昨年ジュニアチームで指揮を執る1年目だった小川監督。長く野球界に身を置いているが、「去年、こんな恐ろしいことが起きて…」と、改めて野球の恐さを味わった話がある。

昨年の12月28日に行われたトーナメント初日、バファローズジュニアは横浜DeNAベイスターズジュニアと初戦を戦った。ベイスターズジュニアの監督は秦裕二氏、コーチは松井飛雄馬氏が務めており、小川監督がベイスターズで選手、コーチとして在籍していた時に関わっていた2人との対戦でもあった。
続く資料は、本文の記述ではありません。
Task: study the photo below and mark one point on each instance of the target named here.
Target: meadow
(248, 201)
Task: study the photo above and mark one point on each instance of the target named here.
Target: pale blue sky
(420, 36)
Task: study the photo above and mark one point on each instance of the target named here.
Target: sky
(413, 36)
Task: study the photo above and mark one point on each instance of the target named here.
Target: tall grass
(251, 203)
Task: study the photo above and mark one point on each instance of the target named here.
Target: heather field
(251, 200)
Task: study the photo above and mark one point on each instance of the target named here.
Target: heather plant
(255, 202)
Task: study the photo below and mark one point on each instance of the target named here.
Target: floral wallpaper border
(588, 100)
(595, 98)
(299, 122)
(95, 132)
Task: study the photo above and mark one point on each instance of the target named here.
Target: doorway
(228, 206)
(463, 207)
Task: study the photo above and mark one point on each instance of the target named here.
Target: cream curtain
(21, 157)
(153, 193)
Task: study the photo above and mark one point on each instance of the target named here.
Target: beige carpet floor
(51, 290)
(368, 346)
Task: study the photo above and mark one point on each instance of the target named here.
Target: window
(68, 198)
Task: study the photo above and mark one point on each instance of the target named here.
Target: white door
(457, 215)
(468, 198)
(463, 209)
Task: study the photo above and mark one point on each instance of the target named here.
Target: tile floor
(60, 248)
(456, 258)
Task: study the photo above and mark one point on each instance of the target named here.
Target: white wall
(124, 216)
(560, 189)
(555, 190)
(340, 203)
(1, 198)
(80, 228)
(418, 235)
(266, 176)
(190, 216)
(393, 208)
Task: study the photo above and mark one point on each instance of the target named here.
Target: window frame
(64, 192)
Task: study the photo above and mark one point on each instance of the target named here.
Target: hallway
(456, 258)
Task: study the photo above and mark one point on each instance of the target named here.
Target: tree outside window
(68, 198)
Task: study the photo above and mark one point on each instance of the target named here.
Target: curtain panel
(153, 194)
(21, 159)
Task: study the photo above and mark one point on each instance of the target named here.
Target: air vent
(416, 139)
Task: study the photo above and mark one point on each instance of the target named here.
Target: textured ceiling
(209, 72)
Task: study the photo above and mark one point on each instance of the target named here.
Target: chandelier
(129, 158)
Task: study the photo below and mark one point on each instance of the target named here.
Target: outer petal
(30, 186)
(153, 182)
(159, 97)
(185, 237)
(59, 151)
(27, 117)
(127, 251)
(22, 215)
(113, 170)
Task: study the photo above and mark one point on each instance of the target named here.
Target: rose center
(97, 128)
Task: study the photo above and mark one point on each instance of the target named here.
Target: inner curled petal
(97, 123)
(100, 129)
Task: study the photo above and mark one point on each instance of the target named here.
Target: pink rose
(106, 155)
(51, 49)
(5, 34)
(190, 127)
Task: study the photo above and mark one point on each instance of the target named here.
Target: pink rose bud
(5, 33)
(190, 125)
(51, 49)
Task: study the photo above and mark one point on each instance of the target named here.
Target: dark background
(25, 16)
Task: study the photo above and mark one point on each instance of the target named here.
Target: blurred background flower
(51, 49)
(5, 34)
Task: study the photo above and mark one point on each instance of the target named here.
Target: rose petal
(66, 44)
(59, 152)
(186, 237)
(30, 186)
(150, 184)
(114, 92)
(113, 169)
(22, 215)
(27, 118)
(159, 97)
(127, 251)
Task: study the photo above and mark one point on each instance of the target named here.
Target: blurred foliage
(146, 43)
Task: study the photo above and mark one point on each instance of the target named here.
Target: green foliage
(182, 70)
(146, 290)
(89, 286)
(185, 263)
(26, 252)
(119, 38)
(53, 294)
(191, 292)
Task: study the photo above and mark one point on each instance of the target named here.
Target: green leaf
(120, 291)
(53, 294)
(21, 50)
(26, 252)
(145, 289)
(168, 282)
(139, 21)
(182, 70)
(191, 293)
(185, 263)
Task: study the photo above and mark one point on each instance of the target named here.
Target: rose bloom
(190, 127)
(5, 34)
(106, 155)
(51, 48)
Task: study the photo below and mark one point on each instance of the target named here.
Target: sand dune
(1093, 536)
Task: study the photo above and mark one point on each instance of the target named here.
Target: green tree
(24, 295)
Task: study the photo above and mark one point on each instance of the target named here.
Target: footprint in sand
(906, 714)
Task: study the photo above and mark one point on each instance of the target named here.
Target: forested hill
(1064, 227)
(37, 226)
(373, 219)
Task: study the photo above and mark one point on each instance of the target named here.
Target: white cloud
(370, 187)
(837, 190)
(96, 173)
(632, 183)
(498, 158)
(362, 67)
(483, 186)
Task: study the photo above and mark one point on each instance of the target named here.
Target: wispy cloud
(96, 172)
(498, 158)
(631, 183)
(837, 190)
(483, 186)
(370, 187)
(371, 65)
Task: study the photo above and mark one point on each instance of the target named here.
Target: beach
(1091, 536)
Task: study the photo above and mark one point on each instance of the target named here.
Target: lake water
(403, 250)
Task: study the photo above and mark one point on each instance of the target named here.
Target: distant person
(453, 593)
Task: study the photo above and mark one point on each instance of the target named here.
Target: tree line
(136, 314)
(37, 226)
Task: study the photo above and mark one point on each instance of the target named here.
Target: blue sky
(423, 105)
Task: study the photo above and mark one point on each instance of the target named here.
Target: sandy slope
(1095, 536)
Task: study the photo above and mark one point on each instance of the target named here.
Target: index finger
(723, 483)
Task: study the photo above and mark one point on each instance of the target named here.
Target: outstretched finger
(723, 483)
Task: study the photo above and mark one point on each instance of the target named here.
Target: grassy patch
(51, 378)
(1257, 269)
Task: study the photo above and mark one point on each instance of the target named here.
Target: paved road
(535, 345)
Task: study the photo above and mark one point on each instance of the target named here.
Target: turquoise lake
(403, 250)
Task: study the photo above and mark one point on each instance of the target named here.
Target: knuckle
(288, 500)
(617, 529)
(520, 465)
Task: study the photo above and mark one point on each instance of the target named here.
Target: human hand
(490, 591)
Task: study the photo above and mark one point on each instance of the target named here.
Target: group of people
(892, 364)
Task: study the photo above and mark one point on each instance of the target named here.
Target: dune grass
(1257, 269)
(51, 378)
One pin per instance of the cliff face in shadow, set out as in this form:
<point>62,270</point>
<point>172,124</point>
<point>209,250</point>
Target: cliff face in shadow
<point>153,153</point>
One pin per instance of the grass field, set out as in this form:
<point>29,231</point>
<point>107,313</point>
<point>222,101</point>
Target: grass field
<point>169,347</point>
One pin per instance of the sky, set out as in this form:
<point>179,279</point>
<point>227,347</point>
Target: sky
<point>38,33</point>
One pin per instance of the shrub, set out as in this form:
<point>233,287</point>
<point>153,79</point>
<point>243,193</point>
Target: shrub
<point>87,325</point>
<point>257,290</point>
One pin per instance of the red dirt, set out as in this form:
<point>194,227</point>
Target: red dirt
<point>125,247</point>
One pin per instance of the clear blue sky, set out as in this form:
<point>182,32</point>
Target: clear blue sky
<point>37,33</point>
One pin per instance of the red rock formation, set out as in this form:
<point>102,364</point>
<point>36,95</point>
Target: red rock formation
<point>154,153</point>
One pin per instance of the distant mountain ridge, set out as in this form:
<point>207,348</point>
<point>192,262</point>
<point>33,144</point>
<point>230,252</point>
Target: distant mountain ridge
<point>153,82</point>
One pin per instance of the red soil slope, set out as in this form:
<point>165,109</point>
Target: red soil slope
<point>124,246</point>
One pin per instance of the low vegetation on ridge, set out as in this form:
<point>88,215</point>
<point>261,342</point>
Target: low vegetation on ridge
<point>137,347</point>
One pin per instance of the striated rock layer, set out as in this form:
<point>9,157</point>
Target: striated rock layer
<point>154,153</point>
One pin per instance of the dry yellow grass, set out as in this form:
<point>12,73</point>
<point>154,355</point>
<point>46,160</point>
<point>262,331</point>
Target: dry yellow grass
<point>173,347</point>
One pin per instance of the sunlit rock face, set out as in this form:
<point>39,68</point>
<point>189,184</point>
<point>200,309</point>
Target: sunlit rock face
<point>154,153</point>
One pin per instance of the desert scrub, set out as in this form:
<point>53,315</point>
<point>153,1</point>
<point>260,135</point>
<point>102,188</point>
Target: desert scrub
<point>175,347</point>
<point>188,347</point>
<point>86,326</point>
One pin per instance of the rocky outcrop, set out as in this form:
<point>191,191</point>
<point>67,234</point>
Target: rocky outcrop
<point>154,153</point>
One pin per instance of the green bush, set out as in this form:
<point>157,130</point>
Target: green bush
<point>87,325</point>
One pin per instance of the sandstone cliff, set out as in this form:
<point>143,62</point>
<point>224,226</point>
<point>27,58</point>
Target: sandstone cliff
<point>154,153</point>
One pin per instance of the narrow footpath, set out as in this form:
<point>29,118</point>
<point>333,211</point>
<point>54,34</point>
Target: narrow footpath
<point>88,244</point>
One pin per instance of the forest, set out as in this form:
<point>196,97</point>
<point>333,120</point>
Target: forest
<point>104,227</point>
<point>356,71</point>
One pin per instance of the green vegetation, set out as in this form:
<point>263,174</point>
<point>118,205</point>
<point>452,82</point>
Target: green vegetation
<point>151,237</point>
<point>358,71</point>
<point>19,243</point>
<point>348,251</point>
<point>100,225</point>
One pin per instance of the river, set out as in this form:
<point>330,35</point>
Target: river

3回までで6得点と試合の主導権を握り6−2で迎えた最終回、「2アウトランナーなし。ここからだったんです」と語り、ここで予想だにしないことが起きた。

「フォアボールとヒットで1・2塁。次の打者にライト前を打たれたんですが、機転を効かせてライトゴロを狙って1塁へ投げたんです。ファーストも一生懸命体を伸ばしたんですが、足が離れてしまいセーフ。ここでノーアウト満塁ですよ…」

会場は横浜スタジアム。地元のチームで他チーム以上にたくさんの応援がいた”完全アウェー”の状態。流れは完全に相手へと行っていた。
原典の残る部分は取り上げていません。